During the Tang Dynasty (618-906) China had international connections that extended far beyond the central heartland. The Silk Road was the primary avenue of exchange between China and the countries to the west. During the Tang, China's influence in these Central Asian kingdoms and throughout Asia was at its zenith. The capital, Chang'an, was the Silk Road's terminus. Its cosmopolitan character reflected the richness and diversity of Central Asian arts and culture.

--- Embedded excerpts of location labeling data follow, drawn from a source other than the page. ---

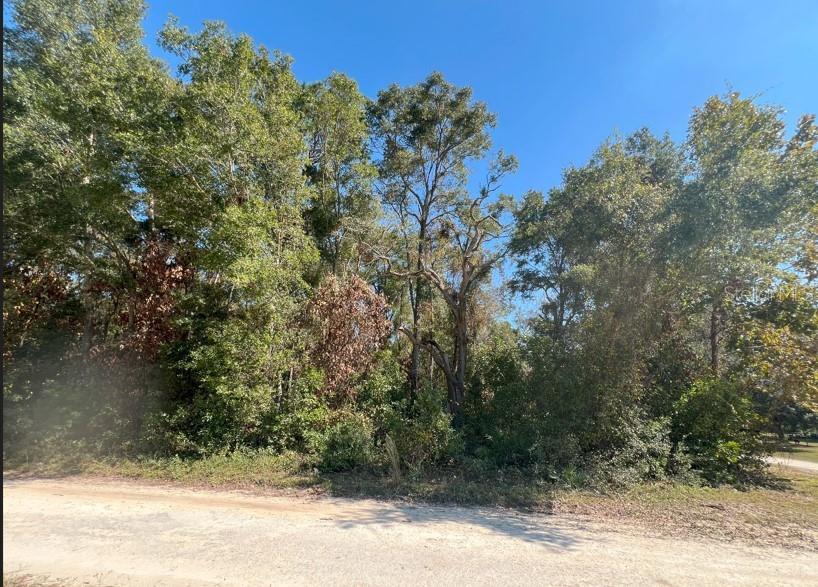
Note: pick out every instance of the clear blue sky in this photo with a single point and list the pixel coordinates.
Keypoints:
(561, 76)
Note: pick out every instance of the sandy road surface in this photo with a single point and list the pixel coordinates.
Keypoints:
(113, 533)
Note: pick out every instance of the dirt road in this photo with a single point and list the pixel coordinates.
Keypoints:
(806, 466)
(114, 533)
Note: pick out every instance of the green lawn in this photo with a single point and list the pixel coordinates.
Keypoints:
(801, 452)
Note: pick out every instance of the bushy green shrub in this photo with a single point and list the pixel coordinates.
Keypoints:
(425, 437)
(347, 443)
(638, 452)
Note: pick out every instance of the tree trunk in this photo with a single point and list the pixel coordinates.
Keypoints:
(458, 390)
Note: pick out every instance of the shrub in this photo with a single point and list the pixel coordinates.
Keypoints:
(427, 437)
(346, 444)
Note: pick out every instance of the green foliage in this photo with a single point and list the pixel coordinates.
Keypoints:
(220, 259)
(346, 443)
(423, 434)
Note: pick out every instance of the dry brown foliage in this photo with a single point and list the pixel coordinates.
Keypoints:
(352, 325)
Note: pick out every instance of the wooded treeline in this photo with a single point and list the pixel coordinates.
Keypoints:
(224, 257)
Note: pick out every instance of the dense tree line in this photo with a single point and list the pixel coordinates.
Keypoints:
(224, 257)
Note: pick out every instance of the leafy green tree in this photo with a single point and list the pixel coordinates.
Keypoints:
(425, 135)
(240, 159)
(339, 171)
(749, 185)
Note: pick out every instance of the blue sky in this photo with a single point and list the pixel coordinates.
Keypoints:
(561, 76)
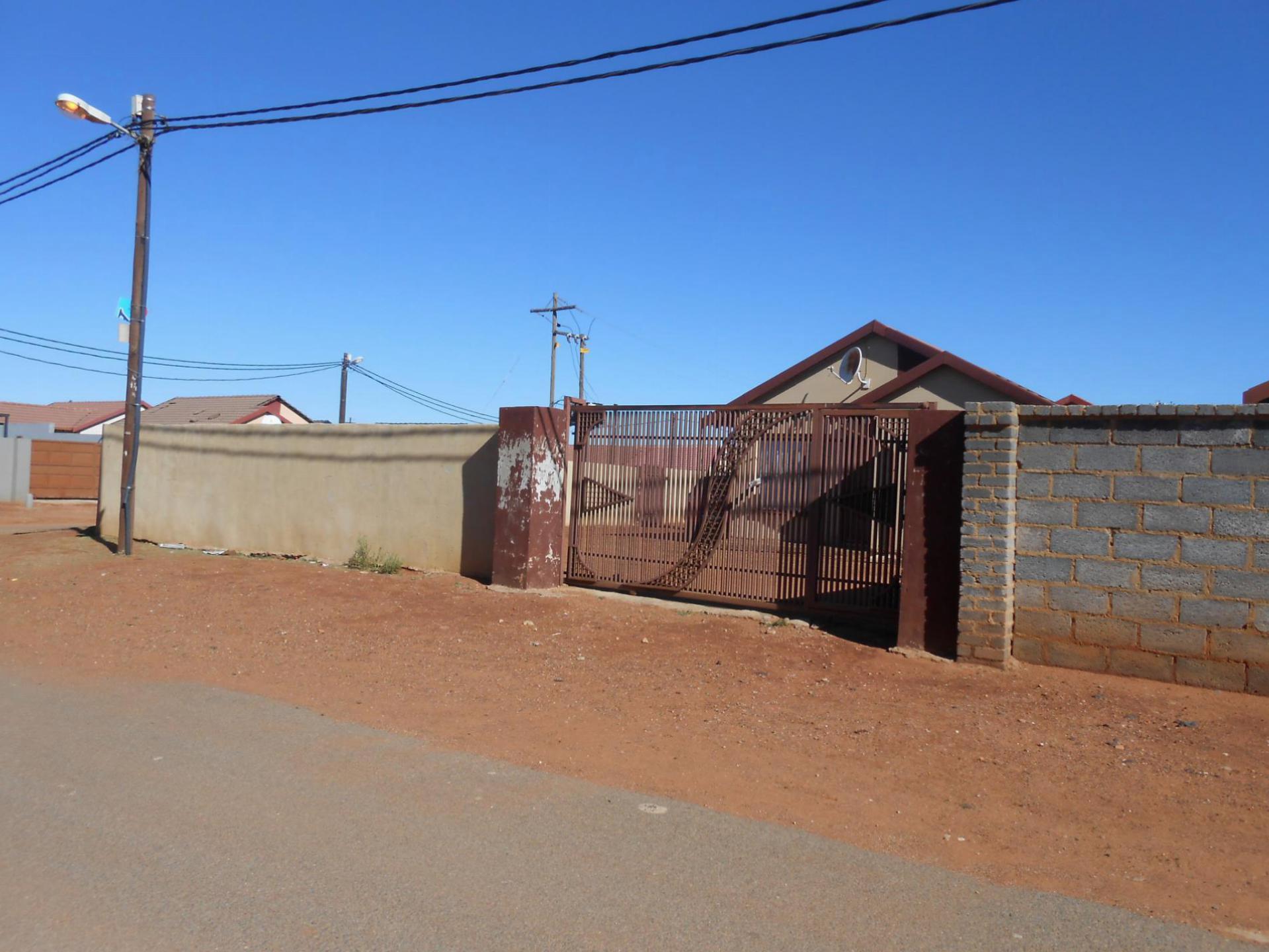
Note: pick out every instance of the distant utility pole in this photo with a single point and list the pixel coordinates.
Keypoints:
(580, 340)
(555, 333)
(349, 361)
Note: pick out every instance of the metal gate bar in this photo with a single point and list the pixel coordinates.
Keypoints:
(783, 507)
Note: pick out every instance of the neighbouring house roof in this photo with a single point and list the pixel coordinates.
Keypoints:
(1258, 394)
(66, 415)
(934, 360)
(218, 409)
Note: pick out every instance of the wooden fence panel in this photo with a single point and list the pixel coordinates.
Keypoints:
(65, 470)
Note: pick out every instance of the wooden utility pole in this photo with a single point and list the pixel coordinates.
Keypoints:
(555, 333)
(136, 325)
(349, 361)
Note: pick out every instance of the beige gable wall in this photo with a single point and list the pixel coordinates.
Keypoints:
(950, 389)
(290, 415)
(820, 386)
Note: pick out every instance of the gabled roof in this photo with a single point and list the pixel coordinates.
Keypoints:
(216, 409)
(835, 348)
(66, 415)
(934, 360)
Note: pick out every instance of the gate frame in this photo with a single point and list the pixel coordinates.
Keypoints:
(929, 565)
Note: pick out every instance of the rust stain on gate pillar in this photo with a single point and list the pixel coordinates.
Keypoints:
(530, 514)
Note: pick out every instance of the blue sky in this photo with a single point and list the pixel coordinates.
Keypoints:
(1070, 192)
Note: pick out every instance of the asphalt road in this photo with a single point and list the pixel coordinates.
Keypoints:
(140, 816)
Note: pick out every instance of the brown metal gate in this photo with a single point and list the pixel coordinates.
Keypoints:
(65, 470)
(777, 507)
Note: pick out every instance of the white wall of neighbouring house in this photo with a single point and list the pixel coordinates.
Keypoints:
(97, 430)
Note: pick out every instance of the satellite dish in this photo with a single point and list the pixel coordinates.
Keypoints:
(853, 368)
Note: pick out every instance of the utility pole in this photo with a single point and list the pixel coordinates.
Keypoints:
(349, 361)
(580, 340)
(145, 139)
(555, 333)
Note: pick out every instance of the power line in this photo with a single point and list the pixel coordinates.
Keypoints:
(528, 70)
(425, 399)
(54, 164)
(363, 368)
(106, 354)
(73, 154)
(612, 74)
(458, 413)
(118, 374)
(67, 175)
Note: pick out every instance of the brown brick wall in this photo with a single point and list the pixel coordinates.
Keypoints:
(987, 500)
(1140, 543)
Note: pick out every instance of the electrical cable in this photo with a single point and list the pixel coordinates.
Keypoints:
(457, 413)
(443, 405)
(528, 70)
(418, 393)
(73, 154)
(592, 78)
(54, 164)
(106, 354)
(67, 175)
(147, 376)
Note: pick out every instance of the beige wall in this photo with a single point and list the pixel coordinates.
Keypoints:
(947, 387)
(425, 493)
(820, 386)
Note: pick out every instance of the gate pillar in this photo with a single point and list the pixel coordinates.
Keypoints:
(530, 503)
(930, 594)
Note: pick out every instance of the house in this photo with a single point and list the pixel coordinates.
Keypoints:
(890, 367)
(80, 416)
(253, 409)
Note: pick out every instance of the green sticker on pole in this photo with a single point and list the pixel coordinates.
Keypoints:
(125, 313)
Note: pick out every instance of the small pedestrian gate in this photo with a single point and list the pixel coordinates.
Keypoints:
(777, 507)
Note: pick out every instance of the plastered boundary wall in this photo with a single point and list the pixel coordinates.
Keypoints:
(424, 493)
(1131, 539)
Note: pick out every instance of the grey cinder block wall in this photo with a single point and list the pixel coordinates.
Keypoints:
(1131, 539)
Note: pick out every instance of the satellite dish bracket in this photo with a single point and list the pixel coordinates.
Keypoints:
(858, 374)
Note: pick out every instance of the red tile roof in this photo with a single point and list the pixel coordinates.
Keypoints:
(66, 415)
(1258, 394)
(934, 358)
(214, 409)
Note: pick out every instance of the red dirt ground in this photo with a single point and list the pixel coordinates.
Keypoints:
(1149, 796)
(17, 517)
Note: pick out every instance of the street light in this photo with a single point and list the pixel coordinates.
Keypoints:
(77, 108)
(143, 135)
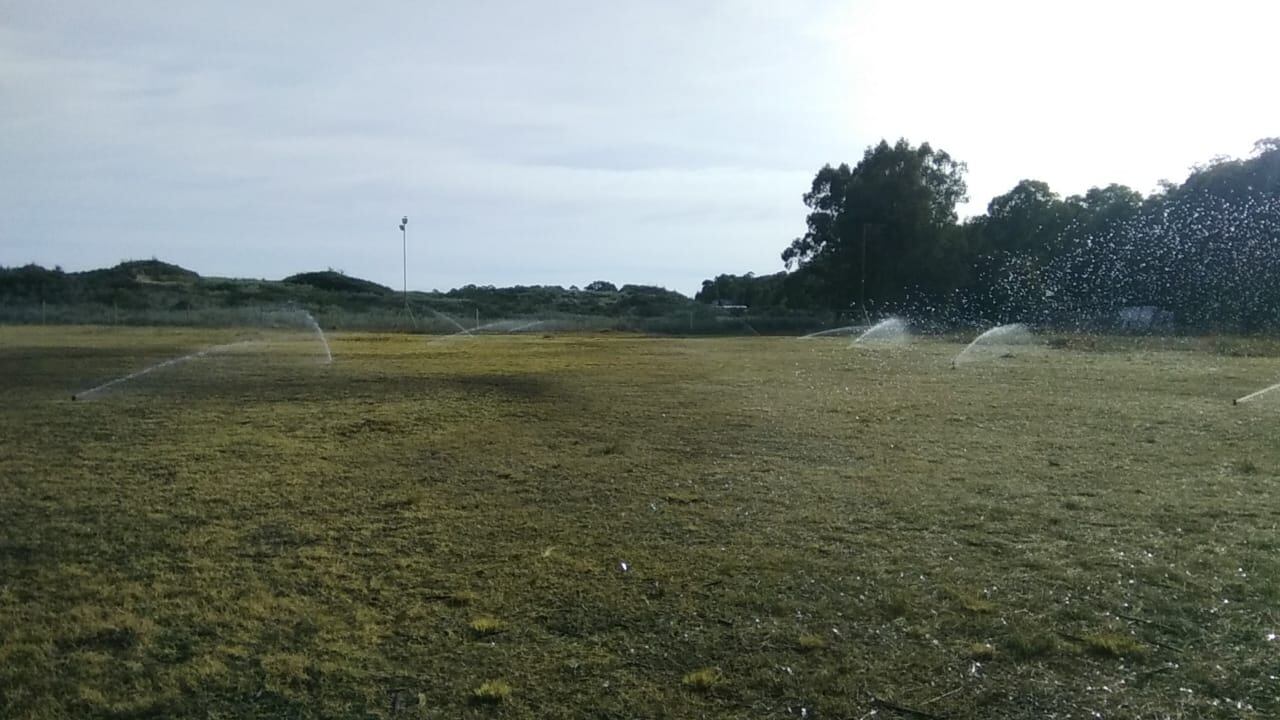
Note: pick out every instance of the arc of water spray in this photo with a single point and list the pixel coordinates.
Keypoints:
(1253, 395)
(886, 329)
(846, 329)
(168, 363)
(315, 326)
(457, 324)
(1014, 329)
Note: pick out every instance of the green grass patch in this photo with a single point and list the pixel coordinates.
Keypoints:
(256, 533)
(703, 679)
(492, 692)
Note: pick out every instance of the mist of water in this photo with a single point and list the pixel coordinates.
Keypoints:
(324, 341)
(455, 323)
(997, 337)
(887, 331)
(1255, 395)
(844, 331)
(163, 364)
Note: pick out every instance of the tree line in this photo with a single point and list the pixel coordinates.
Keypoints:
(883, 236)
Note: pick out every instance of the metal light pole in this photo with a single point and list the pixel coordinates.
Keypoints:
(405, 255)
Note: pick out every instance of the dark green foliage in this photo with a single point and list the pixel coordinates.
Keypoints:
(337, 281)
(882, 237)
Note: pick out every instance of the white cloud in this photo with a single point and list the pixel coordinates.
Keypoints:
(568, 141)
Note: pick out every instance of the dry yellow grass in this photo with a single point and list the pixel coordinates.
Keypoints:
(259, 534)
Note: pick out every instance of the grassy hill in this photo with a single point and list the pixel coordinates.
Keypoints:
(156, 292)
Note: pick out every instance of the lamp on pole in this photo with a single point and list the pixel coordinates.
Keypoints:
(405, 255)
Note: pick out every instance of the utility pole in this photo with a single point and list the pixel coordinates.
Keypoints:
(862, 268)
(405, 256)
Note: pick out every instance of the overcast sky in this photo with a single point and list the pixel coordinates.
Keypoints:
(558, 142)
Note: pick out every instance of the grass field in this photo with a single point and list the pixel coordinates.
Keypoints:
(627, 527)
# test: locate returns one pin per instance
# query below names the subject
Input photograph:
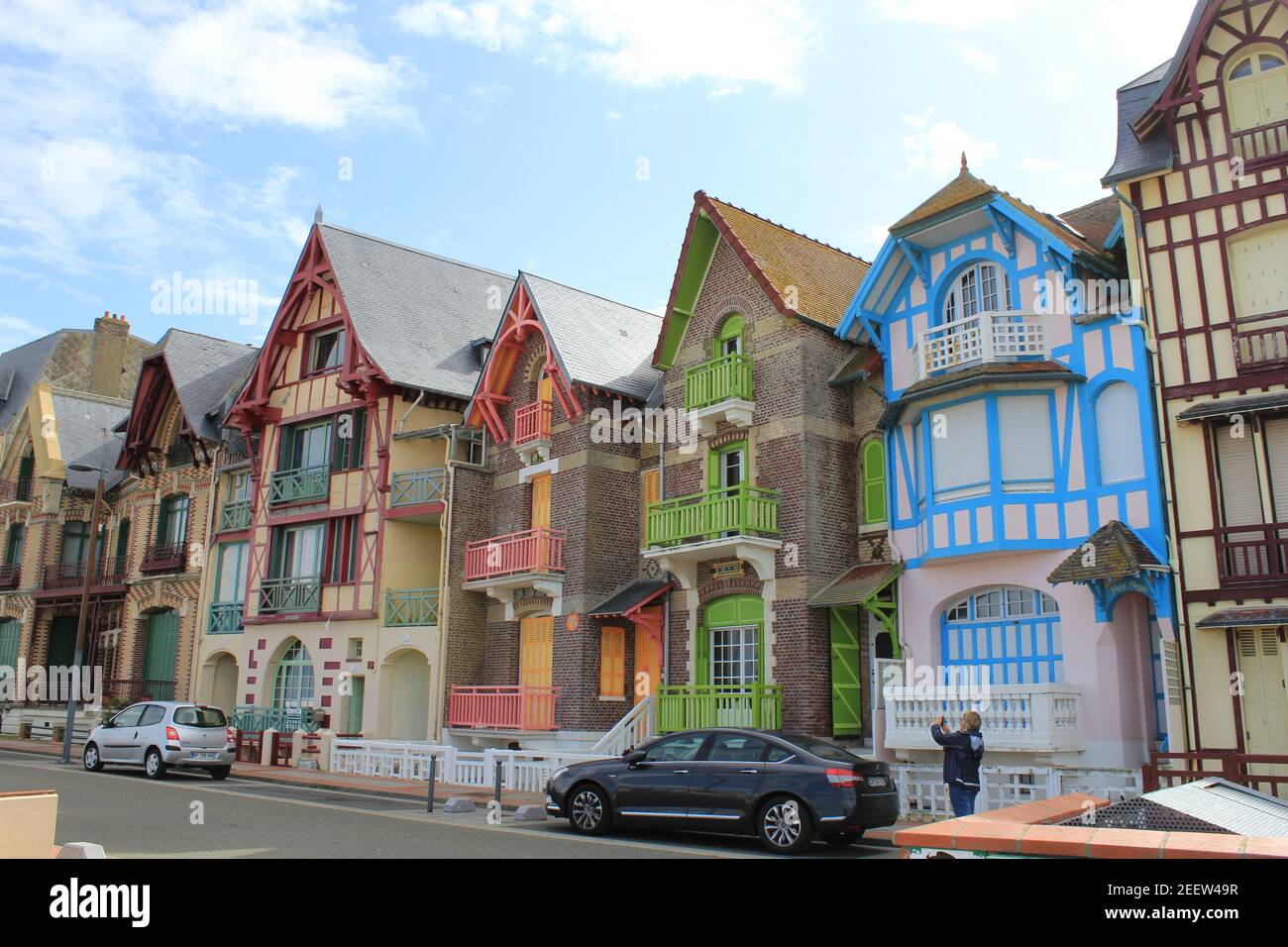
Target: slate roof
(204, 369)
(825, 278)
(597, 342)
(415, 313)
(857, 585)
(81, 423)
(1120, 553)
(22, 368)
(966, 187)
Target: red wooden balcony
(532, 423)
(168, 557)
(1261, 344)
(519, 707)
(71, 575)
(1253, 554)
(531, 551)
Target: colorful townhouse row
(441, 504)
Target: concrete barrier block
(82, 849)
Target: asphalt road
(188, 815)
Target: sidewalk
(372, 785)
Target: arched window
(1256, 89)
(874, 482)
(1119, 434)
(1003, 635)
(983, 287)
(729, 339)
(294, 681)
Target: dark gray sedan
(786, 788)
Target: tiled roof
(202, 369)
(415, 313)
(966, 187)
(81, 424)
(1119, 553)
(1095, 221)
(600, 343)
(824, 277)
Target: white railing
(635, 728)
(922, 795)
(524, 771)
(999, 337)
(1034, 718)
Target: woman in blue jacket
(964, 751)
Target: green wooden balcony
(224, 618)
(296, 486)
(235, 515)
(290, 595)
(719, 380)
(743, 510)
(417, 487)
(697, 706)
(411, 607)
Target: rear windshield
(200, 716)
(820, 749)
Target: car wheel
(91, 759)
(588, 809)
(844, 839)
(154, 766)
(785, 826)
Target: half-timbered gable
(1202, 174)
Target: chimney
(111, 350)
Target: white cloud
(977, 58)
(724, 43)
(934, 149)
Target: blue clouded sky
(142, 138)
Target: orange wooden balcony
(531, 551)
(518, 707)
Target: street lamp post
(82, 620)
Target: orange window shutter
(612, 663)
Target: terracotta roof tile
(825, 278)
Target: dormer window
(983, 287)
(327, 354)
(1257, 90)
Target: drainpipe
(1168, 479)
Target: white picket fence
(922, 795)
(524, 771)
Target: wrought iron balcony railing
(743, 510)
(297, 486)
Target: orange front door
(536, 672)
(648, 661)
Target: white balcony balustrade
(997, 337)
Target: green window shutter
(874, 483)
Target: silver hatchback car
(159, 735)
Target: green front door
(846, 673)
(159, 656)
(353, 720)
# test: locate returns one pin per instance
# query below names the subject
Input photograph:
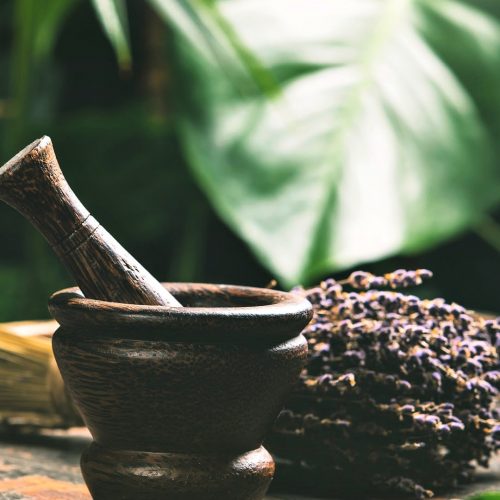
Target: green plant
(324, 135)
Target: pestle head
(33, 184)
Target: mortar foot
(133, 475)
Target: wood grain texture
(33, 184)
(179, 400)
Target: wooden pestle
(33, 184)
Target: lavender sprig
(398, 390)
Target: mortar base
(132, 475)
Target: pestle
(33, 184)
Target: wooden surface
(46, 467)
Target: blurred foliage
(380, 142)
(324, 137)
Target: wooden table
(46, 467)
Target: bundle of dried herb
(398, 396)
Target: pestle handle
(33, 184)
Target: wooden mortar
(178, 400)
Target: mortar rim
(283, 316)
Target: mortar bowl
(178, 400)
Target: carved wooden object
(178, 400)
(33, 184)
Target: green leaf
(378, 144)
(209, 32)
(113, 17)
(36, 27)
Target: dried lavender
(398, 396)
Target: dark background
(114, 138)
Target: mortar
(178, 400)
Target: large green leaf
(113, 17)
(377, 143)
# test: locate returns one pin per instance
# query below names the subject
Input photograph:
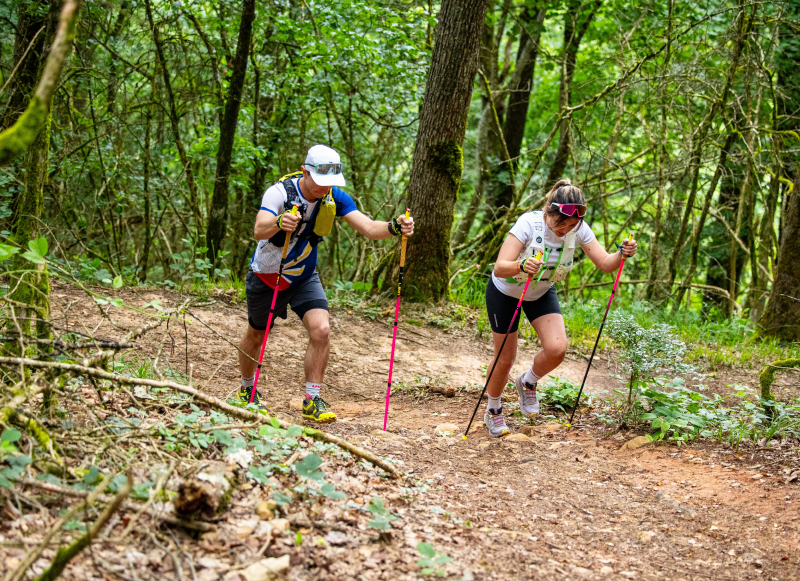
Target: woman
(554, 231)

One of the important oasis towns on the trade routes through Central Asia was Dunhuang. It was established in the 2nd century BCE and was active through the 12th century. For this 1400 years, the exchange of ideas and goods impacted the environmental and artistic landscape of Dunhuang. A garrison commandery during the Han (206 BCE-220 CE) and Tang (618-906) dynasties, its strategic location prompted the imperial government to extend the Great Wall to Dunhuang in order to protect their interests. Its position on the edge of the Gobi and Taklamakan deserts signaled a departure from Chinese cultural territory and entry to a road that linked the Chinese empire with Sogdiana, Batricia, and ultimately Rome.

This geographical location also meant that Dunhuang was the center of linguistic and cultural exchange. 25,000 square meters of wall paintings dating to the 5th-13th centuries reflect artistic traditions of the Han Chinese and the western Turkic kingdoms. The artistic brilliance of painters, who brought together varied traditions in a pictorial language unique to Dunhuang, is matched by the linguistic breadth found in 20,000 texts discovered at the site.

Sometime in the 11th century, sutras, financial accounts, and patronage records belonging to seventeen area temples were hidden behind a cave wall at Dunhuang. They were not discovered until 1900. For the last century scholars have been reconstructing the spiritual and economic aspects of Chinese and Inner Asian life from these scrolls. Written in Tibetan, Tocharian, Uighur, and Chinese they reflect the enormous undertaking of managing monastic lands and commodities, administering inter-regional politics, and building a sacred library of oral and written texts transmitted from the many languages spoken in the region.